Let me be precise about what makes my skin crawl, because it is not the answer. It is the answering.

A scientist handed “do you believe in X?” has exactly one dignified move, and it is to refuse the grammar of the question. Belief is not the operator. Give me a proposition, a prior, and a body of evidence, and I’ll hand you back a credence with error bars and a faintly anxious expression. But “do you believe” is a question for a first date, not a discipline. To answer it — and worse, to answer it with a percentage, in Nature — is to let belief-polling cosplay as a method. That is the phrase that should make you blush. Not the yes. The RSVP.

Here is the test that proves they know better. I call it the astrology tell.

The astrology tell

Ask those same thousand scientists whether they believe in astrology and watch the body language change. Nearly all of them refuse — and, crucially, they refuse correctly. They don’t say “I believe astrology is false.” They say “astrology was tested, and it ate dirt.” When Shawn Carlson’s 1985 Nature double-blind trial ran real astrologers through a controlled experiment, they performed at chance — the cosmic equivalent of a coin that has heard of Mercury. That “no” is not a belief. It is a lab report wearing the modest cardigan of data.

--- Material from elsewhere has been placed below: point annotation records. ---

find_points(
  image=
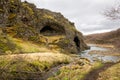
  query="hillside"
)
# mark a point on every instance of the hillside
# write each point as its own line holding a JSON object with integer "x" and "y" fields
{"x": 112, "y": 37}
{"x": 22, "y": 23}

Now set that beside the alien answer, and the asymmetry should make you wince — because it runs the opposite way from how the survey wants you to read it.

Astrology, for all its profound stupidity, at least had the nerve to stick its neck out. It made specific, present-tense, repeatedly testable claims — Mars in the seventh house means watch your wallet on Thursday — and those claims were put at risk and died in public.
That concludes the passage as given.